Scientific classification
- Kingdom: Animalia
- Phylum: Chordata
- Class: Mammalia
- Order: Chiroptera
- Family: Molossidae
- Genus: Eumops
- Species: E. dabbenei
- Binomial name: Eumops dabbenei Thomas, 1914

= Big bonneted bat =

- Genus: Eumops
- Species: dabbenei
- Authority: Thomas, 1914
- Conservation status: LC

Species of bat

The big bonneted bat, or Dabbene's mastiff bat (Eumops dabbenei), is a species of bat in the family Molossidae, native to South America. It is named for a former conservator at the Buenos Aires National Museum.

==Description==
The big bonneted bat is a relatively large bat species, with adults measuring about 19 cm in length, and weighing 100 g. The tail is thick, and measures about 6 cm in length. The fur is chestnut or pale grey, and lighter on the animal's underparts. The ears are broad and relatively short, and join together at their base in the centre of the forehead. Compared with other nearby species of bonneted bat, they have a larger body, a short, wide snout, short ears, and nostrils that do not form a tube. As in other bonneted bats, the males possess a gland on the throat that secretes a liquid that stains and mats the surrounding fur.
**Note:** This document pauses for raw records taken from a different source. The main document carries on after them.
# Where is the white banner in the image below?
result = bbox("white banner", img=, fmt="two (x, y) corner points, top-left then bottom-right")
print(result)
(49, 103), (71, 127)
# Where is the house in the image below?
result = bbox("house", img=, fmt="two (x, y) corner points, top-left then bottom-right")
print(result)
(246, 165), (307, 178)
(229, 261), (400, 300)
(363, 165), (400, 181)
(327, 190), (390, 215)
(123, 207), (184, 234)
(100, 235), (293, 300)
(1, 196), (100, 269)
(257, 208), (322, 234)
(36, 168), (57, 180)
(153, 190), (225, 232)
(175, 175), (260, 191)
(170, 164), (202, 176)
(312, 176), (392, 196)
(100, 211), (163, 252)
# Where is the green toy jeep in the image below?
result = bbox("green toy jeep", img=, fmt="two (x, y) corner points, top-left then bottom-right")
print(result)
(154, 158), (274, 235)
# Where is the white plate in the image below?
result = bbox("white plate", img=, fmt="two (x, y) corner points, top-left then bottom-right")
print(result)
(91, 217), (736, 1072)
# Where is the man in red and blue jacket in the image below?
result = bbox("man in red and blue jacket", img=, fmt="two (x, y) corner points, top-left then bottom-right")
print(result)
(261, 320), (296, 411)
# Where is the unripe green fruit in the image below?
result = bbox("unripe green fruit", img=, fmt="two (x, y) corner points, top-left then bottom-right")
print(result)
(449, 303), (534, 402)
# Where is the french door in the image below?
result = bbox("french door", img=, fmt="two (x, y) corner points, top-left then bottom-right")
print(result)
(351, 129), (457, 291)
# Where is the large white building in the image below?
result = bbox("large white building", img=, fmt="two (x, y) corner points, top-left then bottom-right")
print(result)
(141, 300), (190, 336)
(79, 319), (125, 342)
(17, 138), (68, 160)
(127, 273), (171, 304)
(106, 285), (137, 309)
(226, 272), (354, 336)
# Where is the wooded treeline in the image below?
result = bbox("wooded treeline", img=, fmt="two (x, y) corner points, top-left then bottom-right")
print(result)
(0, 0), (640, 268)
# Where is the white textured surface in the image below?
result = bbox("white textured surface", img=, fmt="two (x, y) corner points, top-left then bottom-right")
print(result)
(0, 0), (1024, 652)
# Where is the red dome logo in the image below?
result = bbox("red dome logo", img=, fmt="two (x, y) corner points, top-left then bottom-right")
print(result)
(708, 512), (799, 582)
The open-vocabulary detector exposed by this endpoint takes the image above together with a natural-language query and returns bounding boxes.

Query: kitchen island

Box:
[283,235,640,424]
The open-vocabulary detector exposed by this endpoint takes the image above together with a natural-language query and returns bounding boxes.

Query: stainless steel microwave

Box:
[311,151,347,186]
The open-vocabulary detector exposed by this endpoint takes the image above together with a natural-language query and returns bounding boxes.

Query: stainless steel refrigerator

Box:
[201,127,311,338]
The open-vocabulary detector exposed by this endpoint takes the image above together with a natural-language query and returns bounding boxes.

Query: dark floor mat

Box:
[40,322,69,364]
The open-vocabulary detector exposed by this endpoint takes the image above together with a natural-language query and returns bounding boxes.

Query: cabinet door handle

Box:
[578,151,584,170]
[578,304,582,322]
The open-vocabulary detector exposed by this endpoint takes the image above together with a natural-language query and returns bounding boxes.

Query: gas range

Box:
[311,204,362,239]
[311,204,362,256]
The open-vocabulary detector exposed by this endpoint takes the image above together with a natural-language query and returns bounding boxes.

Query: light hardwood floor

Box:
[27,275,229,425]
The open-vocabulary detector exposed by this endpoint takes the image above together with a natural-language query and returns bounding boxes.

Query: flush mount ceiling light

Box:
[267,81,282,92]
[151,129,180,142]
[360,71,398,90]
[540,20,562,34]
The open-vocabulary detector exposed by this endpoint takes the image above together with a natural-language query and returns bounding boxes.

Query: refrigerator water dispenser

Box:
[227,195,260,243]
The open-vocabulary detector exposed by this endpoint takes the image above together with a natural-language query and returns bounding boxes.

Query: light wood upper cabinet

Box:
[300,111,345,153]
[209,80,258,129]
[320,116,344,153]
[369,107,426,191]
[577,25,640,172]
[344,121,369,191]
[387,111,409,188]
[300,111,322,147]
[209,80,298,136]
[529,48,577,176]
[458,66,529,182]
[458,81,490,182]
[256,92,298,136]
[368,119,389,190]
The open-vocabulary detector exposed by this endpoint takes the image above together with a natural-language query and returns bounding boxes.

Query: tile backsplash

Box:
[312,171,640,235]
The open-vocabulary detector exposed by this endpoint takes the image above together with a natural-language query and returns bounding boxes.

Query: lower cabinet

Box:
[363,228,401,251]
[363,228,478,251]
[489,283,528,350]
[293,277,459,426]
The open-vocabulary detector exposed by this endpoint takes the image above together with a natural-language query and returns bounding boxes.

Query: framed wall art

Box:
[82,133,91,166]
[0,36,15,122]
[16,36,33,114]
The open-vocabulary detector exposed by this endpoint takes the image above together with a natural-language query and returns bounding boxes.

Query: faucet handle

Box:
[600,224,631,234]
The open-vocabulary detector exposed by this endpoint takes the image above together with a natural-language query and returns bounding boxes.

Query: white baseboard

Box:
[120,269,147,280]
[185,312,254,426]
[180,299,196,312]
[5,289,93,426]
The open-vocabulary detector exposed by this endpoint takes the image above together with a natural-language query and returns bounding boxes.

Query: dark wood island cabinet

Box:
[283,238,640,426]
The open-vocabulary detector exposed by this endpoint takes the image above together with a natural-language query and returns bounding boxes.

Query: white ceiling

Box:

==Distribution and habitat==
Big bonneted bats are known from two distinct parts of South America. A northern population is known from Venezuela and Colombia, while a southern population has been identified in Bolivia, Paraguay, and northern Argentina. One specimen was recorded in the south Pantanal wetland, southwestern Brazil. There are no recognised subspecies. It is known to inhabit areas of low vegetation interspersed with patches of tropical forest, at elevations of up to 1100 m.

==Biology==
Big bonneted bats are insectivorous, and roost in hollow trees and artificial structures such as houses. They have been reported to emit audible "piercing shrieks" when they are foraging for food. Little is known about their reproduction, although juveniles have been observed in December and January.